Erbery was born in Roath, Cardiff. He graduated from Brasenose College, Oxford, England in 1623.

He was ejected in 1638 from his Cardiff parish of St Mary's, under the Bishop of Llandaff who had branded him a schismatic, after several citations before the Court of High Commission. His offence was refusing, along with fellow Dissenters Walter Craddock and William Wroth, to read the Book of Sports. He became chaplain, when the English Civil War broke out in 1642, to the regiment of Philip Skippon in the Parliamentary Army. According to Christopher Hill.
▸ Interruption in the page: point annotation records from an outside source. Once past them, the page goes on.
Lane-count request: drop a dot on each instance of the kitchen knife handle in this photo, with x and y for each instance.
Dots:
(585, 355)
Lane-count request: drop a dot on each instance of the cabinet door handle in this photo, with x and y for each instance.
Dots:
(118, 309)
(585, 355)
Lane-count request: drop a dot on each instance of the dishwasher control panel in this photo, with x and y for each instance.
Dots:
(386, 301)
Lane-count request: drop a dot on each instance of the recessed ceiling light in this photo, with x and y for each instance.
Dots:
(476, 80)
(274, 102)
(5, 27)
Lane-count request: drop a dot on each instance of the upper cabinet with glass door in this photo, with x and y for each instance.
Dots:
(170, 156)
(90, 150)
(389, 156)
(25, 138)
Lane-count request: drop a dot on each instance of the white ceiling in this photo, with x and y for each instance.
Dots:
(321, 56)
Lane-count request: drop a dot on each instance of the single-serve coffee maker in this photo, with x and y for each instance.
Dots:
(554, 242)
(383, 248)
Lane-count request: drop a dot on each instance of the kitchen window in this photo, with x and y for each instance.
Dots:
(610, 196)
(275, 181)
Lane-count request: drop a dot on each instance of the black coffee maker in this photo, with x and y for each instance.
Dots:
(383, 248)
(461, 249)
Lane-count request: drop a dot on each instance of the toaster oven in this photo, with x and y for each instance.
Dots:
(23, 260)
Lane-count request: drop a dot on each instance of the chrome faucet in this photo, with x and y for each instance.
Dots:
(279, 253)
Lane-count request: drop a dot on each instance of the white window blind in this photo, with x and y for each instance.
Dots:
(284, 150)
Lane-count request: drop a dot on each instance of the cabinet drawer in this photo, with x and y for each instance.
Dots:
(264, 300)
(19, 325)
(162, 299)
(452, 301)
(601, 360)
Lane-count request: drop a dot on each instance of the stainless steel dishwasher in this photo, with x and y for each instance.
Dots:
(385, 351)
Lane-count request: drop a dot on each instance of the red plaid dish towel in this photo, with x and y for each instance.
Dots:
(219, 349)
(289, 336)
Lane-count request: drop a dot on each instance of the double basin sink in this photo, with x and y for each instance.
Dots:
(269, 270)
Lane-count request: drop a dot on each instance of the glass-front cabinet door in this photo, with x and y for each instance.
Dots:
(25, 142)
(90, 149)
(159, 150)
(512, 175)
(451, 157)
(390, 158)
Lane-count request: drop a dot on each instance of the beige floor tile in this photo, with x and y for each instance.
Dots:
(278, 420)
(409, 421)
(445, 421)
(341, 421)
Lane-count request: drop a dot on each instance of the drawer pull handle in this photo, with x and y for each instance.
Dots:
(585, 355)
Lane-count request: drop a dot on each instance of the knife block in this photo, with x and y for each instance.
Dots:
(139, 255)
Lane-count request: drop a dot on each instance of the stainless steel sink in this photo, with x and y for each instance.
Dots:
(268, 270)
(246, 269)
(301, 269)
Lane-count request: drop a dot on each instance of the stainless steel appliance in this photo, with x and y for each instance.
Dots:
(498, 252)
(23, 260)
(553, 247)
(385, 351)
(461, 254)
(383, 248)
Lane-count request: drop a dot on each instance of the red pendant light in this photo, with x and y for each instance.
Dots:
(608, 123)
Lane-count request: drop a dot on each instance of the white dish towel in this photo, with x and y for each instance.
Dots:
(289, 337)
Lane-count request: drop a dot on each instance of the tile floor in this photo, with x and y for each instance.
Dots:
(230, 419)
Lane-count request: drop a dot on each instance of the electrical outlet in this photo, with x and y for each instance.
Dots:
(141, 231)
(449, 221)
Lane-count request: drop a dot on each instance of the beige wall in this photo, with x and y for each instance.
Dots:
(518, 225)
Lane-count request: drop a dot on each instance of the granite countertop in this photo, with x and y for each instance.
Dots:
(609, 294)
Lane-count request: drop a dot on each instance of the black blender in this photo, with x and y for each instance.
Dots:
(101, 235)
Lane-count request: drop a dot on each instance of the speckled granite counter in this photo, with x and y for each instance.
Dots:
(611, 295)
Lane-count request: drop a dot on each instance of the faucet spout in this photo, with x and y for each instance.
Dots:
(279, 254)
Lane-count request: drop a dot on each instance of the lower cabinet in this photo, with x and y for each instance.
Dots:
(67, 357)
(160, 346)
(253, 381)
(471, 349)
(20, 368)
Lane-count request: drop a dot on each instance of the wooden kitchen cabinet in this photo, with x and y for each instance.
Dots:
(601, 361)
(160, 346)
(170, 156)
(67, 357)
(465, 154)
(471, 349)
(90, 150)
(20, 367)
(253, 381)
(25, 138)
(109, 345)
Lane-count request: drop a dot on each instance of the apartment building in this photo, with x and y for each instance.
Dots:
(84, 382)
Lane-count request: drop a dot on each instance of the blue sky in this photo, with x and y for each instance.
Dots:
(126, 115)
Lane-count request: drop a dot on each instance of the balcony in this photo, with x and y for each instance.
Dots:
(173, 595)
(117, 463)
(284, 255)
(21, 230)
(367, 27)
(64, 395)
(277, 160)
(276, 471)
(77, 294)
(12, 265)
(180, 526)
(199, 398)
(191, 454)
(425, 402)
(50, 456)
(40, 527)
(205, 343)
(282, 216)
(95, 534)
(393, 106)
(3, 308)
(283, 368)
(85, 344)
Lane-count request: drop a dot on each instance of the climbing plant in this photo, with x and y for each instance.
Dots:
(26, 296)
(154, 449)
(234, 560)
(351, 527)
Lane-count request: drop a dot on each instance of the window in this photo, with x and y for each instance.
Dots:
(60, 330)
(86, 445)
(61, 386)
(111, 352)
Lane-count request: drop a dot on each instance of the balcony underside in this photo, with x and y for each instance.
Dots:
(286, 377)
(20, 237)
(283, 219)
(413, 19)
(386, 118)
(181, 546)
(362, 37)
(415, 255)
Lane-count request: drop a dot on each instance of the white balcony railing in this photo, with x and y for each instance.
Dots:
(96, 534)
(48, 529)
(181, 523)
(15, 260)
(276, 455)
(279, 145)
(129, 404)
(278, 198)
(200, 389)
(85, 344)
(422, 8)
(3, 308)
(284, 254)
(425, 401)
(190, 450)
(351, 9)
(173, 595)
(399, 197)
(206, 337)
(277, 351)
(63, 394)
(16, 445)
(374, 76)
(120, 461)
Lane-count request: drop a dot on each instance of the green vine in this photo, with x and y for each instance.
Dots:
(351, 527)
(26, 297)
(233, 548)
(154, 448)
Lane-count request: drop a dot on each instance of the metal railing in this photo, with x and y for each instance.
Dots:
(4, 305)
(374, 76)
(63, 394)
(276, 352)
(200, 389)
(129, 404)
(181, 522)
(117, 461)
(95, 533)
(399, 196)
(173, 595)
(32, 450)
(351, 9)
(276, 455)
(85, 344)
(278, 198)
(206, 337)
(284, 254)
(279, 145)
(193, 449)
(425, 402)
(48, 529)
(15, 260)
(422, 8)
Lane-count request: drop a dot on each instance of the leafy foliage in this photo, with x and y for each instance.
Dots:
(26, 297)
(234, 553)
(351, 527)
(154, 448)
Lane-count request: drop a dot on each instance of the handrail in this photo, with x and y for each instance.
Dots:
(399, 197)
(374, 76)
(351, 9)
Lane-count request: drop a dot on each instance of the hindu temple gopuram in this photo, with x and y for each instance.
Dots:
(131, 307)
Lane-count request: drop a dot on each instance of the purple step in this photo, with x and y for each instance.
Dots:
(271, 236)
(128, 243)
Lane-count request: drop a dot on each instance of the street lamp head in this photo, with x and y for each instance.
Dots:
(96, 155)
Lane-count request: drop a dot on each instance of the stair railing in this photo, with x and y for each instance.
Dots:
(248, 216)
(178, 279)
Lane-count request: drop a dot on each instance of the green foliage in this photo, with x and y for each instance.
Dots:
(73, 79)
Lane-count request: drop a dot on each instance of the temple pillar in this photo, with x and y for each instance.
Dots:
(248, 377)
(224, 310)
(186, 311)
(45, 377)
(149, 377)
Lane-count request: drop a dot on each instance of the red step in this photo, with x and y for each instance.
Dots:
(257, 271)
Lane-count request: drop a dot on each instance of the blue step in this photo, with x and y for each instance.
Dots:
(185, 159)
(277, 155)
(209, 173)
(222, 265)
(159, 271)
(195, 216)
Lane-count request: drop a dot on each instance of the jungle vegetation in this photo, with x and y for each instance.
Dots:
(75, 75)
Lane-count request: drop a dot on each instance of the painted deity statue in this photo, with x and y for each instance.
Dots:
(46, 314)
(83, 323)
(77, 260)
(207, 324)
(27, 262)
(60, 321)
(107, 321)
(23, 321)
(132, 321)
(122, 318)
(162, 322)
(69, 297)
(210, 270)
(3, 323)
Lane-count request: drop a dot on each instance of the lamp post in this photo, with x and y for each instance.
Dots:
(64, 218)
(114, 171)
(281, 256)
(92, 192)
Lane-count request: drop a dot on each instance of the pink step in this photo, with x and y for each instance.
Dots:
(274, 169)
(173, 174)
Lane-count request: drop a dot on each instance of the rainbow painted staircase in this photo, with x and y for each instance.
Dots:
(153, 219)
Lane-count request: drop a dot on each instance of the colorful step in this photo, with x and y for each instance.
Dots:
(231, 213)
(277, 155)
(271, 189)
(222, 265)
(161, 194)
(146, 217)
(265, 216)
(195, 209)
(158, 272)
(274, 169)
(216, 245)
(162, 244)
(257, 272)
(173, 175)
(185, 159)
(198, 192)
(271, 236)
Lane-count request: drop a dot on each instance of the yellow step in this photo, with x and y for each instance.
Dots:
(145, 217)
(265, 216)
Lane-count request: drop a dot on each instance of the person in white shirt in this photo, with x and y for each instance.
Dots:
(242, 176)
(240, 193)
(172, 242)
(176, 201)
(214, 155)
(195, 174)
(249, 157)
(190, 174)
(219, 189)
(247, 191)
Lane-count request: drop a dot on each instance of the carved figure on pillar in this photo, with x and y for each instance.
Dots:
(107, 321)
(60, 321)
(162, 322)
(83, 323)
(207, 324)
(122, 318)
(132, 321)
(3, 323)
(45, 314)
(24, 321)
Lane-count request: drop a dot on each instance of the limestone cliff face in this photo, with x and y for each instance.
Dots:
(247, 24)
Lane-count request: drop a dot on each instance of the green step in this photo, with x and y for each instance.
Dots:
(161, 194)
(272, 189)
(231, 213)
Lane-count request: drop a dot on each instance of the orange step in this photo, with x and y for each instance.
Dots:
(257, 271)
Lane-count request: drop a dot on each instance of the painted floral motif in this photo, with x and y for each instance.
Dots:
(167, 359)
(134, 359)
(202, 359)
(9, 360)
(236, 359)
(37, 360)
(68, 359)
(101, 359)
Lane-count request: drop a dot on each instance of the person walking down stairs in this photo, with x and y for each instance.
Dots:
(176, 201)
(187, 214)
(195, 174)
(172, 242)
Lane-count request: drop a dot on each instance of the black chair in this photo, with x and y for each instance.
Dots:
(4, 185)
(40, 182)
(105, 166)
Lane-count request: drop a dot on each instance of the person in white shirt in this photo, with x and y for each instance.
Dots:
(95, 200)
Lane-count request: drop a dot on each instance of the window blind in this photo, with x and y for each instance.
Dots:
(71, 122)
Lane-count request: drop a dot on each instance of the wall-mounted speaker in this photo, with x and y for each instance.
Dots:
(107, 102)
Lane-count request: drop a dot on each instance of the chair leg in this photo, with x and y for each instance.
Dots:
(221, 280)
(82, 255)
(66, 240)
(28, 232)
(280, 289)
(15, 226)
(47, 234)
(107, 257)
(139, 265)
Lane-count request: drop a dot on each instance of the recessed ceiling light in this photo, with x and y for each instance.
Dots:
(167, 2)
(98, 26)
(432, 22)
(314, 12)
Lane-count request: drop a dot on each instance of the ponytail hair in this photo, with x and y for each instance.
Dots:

William Erbery, near-Ranter, used the familiar concept of Adam as a public personality representing all mankind to argue that the New Model Army was 'the Army of God, as public persons', representing the people.

From there he retired to the Isle of Ely. He was a Seeker; in Ely he expanded the Seekers in the 1640s.

He expected that a regime of 'saints' would (in the later 1640s) carry out God's will in England. He looked to the Army and Cromwell for reforms such as the abolition of tithes and the state church. In 1646 he took part in a high-profile dispute with the orthodox Presbyterian and heresy watchdog Francis Cheynell.

Anthony Wood (1632–1695), the English antiquary, records that Erbery died in London in April 1654 and was buried at either "Ch. Church" or the "Cemiterie joyning to Old Bedlam near London".

== Views ==

With a disillusioned attitude to the movement of the times, though accepting Cromwell's Protectorate, he was a suspected Ranter.

He favoured broad religious tolerance, and was dismissive of churches, believing that 'apostasy' had set in early in Christian times; and criticized much even in the Independent churches of his time. He attacked the assumption of the sufficiency of scripture, but doubted the Trinity had Biblical support. He believed free grace had been brought forth by John Preston and Richard Sibbes, preached universal redemption, and denied the divinity of Christ. His millennarian views included a Second Coming, but realised by and within 'saints'.

He opposed the Baptists, for example in his 1653 pamphlet A Mad Man's Plea.

==Private life==
William married Mary who survived him. Their children included the Quaker preacher Dorcas Erbery. After William's death, Mary and Dorcas were involved in a show in Bristol with Martha Simmonds and Hannah Stranger that resulted in James Naylor being tried for blasphemy.